Thaiss, No. 1 baseball ready for clash with Keydets

Powerful Virginia offense welcomes VMI for a midweek showdown


Last Sunday against East Carolina, No. 1 Virginia baseball’s batting order included the reigning ACC Player of the Week, last year’s conference batting champion, two players honored as Baseball America Preseason All-Americans and the 2013 ACC Freshman of the Year. Despite this, the player who gave the Pirates’ staff the most trouble in the Cavaliers’ 6-2 victory may well have been Matt Thaiss, the freshman designated hitter who ended the day 3 for 4 with a pair of doubles, two runs scored and an RBI.

“You can tell he’s learning each and every at-bat and, again, taking what he’s given,” junior outfielder Derek Fisher said. “And, obviously, he’s driving balls in the gap. But, I mean, he’s taking advantage of the mistakes and battling with two strikes, and fortunately they’re going in the gaps for him. But he’s hitting balls hard, and I’m sure that’s all he can ask for.”

While veteran standouts like Fisher, junior centerfielder Brandon Downes and junior first baseman Mike Papi did much of the heavy lifting in the Cavaliers’ weekend sweep, Thaiss showed he too is capable of driving the ball. The sturdy freshman — one of Virginia’s many viable options at catcher along with junior Nate Irving, sophomore Robbie Coman and Downes — hammered a two-out double to left field to chase East Carolina starter David Lucroy from the ballgame in the third inning. He struck again two innings later, singling off senior right-hander Ryan Williams and coming home on sophomore third baseman John La Prise’s base knock.

Thaiss, a Boston Red Sox draft pick out of high school, says he is eager to contribute to Virginia however he can, crediting his teammates for his early-season success — perhaps best statistically captured by his .353 batting average and four doubles in 17 at-bats.

“I mean, everyone has just given me pieces of information,” Thaiss said. “Defensively, Nate Irving [and] Robbie Coman — you know, they’ve gotten me through the whole fall and spring. You know, it’s really tough to catch here and learn the system, and they’ve been helping me as much as they can. On the offensive side, same thing. Nate [Irving], Derek [Fisher], Mike [Papi], I mean all the older guys … [I’m] just learning from their experience. And it really helps. It really pays off.”

Virginia (6-1) has played winning baseball since an opening-day loss to Kentucky in the Hughes Bros. Challenge in part because of the depth of its lineup and pitching staff.
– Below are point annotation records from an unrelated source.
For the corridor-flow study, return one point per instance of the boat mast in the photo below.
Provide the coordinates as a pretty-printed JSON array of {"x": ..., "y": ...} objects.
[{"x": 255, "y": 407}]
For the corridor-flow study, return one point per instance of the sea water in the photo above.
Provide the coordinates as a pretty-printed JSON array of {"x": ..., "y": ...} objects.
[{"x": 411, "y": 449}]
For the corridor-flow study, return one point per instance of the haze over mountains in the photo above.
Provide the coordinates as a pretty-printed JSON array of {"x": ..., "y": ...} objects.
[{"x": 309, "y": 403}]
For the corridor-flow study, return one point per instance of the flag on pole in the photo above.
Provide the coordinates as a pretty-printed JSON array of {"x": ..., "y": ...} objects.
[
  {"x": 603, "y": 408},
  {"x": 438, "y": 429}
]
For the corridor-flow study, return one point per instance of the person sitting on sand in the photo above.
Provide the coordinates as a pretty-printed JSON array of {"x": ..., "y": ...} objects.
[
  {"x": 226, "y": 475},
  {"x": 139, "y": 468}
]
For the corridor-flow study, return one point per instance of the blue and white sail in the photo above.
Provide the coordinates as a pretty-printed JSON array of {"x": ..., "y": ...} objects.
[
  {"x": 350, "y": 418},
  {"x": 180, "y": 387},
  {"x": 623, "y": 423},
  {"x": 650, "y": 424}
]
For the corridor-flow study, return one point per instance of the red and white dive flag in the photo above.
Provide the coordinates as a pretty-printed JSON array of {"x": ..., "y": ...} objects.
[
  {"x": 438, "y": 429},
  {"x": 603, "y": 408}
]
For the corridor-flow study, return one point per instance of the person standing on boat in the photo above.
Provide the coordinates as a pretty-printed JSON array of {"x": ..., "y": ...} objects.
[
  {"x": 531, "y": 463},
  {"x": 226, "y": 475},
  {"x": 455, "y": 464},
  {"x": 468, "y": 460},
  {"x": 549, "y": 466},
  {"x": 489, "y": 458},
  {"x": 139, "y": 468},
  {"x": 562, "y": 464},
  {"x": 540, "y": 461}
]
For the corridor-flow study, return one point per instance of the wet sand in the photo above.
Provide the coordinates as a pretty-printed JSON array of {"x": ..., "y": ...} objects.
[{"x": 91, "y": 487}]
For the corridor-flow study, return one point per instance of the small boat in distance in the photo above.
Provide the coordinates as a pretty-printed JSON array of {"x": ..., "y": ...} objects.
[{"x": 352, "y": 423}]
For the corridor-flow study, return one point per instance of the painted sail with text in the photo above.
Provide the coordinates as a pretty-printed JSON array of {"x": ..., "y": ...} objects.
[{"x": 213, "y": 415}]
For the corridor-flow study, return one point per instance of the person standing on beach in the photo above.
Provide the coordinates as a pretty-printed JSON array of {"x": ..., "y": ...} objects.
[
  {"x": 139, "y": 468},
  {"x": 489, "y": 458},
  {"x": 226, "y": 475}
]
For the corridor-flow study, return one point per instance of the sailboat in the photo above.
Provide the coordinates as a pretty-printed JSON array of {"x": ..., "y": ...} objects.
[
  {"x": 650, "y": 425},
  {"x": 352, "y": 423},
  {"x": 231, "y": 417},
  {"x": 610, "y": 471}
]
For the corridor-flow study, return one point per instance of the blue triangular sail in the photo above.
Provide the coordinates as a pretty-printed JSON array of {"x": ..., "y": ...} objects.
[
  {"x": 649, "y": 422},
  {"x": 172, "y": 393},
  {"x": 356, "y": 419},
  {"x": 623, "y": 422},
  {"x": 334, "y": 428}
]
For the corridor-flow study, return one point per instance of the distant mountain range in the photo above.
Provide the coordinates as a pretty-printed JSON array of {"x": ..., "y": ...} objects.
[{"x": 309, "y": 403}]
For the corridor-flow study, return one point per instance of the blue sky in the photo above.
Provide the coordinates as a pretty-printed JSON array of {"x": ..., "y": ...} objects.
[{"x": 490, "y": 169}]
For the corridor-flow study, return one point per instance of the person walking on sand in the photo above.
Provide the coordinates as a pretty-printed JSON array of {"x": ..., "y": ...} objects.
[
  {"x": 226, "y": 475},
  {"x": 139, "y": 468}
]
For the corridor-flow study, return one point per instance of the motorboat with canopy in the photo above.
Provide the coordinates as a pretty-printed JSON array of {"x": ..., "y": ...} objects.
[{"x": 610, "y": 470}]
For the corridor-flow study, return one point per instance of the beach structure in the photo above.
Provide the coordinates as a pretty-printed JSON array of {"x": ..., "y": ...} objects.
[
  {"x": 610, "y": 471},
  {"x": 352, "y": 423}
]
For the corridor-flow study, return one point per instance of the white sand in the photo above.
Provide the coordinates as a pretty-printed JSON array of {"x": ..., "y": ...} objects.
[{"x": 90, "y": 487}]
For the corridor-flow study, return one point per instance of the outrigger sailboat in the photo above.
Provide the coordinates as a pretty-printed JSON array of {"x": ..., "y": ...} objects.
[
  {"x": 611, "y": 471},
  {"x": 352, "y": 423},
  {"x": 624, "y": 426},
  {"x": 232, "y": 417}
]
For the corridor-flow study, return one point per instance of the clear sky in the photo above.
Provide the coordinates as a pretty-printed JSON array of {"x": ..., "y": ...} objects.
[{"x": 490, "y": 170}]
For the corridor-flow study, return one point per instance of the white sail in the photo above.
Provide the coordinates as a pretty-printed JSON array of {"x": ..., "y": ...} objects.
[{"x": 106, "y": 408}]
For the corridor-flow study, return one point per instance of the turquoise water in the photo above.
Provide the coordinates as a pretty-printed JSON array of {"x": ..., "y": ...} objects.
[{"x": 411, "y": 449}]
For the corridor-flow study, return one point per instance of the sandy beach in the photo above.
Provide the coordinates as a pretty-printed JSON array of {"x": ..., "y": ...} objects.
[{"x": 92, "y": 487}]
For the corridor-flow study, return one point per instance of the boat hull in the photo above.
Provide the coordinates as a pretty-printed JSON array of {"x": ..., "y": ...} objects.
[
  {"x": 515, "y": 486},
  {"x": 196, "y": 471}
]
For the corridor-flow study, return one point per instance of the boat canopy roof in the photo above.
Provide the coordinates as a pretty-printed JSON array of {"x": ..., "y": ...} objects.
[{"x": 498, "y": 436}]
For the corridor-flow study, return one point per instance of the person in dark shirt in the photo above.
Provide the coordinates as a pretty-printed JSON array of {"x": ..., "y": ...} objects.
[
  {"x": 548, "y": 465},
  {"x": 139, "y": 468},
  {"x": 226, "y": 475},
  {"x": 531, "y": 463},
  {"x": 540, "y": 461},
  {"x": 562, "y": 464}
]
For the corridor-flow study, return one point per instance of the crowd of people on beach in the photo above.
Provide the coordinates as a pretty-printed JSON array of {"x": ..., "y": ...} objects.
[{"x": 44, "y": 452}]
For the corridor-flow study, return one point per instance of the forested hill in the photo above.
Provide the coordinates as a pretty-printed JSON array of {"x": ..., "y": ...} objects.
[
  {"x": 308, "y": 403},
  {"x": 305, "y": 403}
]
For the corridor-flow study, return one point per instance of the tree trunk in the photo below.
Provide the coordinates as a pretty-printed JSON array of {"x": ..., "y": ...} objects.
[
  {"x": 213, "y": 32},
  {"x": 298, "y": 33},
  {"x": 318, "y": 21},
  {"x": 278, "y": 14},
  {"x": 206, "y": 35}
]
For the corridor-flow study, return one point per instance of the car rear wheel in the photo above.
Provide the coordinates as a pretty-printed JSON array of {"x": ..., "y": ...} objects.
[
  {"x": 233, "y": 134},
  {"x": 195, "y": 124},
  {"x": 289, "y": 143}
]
Freshmen, from Thaiss to shortstop Daniel Pinero and reliever Connor Jones, have stepped up early for the Cavaliers, while returning players have embraced novel roles. Sophomore right-hander Josh Sborz, who pitched out of the bullpen last year and is 2-0 as a starter in 2014, sees the strength of the Cavaliers’ pitching corps as a vehicle for success.
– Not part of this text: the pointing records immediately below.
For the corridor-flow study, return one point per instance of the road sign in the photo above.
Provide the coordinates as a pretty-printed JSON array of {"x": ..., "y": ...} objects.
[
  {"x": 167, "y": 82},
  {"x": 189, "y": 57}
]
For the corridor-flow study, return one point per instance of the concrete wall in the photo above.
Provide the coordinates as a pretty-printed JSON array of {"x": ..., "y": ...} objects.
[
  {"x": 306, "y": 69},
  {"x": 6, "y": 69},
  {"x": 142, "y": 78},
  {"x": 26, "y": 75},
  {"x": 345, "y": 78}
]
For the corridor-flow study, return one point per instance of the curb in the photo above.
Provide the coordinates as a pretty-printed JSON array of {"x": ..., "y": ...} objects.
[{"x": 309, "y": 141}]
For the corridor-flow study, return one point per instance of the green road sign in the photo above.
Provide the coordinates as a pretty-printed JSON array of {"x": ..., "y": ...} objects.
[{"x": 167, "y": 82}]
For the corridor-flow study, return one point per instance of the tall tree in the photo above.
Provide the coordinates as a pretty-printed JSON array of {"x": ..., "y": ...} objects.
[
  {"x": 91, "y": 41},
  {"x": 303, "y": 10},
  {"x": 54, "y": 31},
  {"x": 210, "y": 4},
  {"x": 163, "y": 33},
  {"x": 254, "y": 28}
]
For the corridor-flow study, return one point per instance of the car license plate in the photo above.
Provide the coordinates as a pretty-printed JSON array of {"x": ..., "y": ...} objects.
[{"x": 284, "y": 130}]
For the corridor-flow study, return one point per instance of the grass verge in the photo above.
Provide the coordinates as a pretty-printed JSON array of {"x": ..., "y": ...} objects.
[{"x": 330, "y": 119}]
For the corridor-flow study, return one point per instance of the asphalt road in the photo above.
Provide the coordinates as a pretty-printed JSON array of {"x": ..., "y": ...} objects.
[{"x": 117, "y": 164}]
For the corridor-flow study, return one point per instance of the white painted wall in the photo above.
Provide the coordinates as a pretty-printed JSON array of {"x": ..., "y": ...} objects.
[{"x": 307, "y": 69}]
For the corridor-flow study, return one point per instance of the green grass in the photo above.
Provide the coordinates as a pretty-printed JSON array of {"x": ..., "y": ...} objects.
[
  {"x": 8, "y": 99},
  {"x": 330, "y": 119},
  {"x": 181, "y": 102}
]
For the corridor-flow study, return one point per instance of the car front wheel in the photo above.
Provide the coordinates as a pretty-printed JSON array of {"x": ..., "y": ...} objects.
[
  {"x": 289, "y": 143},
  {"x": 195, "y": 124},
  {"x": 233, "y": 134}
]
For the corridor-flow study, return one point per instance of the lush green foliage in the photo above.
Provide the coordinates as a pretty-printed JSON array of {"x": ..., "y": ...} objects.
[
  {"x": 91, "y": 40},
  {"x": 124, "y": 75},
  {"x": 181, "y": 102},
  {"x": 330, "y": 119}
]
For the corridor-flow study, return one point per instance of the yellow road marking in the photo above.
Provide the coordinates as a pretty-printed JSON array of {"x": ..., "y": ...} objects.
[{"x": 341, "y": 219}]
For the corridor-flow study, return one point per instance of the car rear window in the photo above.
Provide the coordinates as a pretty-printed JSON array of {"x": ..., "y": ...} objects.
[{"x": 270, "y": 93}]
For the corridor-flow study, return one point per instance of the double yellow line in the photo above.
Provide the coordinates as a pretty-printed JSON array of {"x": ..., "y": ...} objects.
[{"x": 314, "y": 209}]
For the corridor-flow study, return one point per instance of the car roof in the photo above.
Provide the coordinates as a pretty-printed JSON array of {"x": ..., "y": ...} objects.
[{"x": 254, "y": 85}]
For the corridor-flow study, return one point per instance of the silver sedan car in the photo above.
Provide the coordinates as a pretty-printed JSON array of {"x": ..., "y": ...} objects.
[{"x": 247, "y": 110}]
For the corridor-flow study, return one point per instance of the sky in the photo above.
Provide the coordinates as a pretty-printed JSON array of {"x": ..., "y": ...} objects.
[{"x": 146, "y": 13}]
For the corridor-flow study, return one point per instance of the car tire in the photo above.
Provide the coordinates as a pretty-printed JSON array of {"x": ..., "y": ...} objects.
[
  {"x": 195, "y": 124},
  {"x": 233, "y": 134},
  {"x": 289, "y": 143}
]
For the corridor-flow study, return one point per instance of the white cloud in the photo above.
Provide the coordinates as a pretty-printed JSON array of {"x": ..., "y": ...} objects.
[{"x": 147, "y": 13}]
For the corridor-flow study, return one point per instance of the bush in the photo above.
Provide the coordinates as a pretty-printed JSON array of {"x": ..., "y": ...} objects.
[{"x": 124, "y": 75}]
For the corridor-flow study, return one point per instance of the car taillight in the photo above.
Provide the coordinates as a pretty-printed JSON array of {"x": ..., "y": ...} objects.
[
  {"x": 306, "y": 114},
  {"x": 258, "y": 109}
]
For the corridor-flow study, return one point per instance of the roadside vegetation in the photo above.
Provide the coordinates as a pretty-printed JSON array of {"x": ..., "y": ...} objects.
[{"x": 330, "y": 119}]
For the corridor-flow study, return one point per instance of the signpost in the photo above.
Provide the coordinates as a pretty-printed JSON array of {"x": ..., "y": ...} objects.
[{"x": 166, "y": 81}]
“From the top to the bottom, everyone can pitch here,” Sborz said. “Everyone competes well, and that’s all we’ve got to do. If we keep that up, we should be great all the way through.”

Tuesday, the Cavaliers take on Virginia Military Institute, an opponent Virginia has already played once this season. The Keydets (4-2) lost 12-0 to Virginia at the Hughes Bros. Challenge, but have proceeded to post four straight wins since that game. The Cavaliers certainly are not looking past their competitors from the Big South, who returned seven everyday starters from last year’s 20-35 squad, including All-Conference catcher Matt Winn.

“VMI’s always a team that’s going to play us hard,” Fisher said. “I know in 2011, [they] actually stuck it to [us] pretty good, before I was here. And, you know, playing a team like that — a midweek team that’s going to battle — I think is the best thing that we can do, because you can’t really take any days off.”

VMI is coming off its own three-game sweep of Lafayette at home in Lexington, Va. The Keydets outscored the Leopards 16-4 in the series, and, in Friday’s contest, junior right-hander Reed Garrett tossed a 13-strikeout no-hitter.

Virginia fans came to Davenport in force this past weekend — Sunday’s crowd was the largest ever for a home game in February — in a long-coming development coach Brian O’Connor sees as reciprocal and beneficial to both players and fans.

“We feel like we’ve built a pretty good brand in this community that Virginia baseball’s exciting,” O’Connor said. “It’s fun to come out and watch, and certainly we couldn’t do it without those fans.”

First pitch is set for Tuesday at 3 p.m.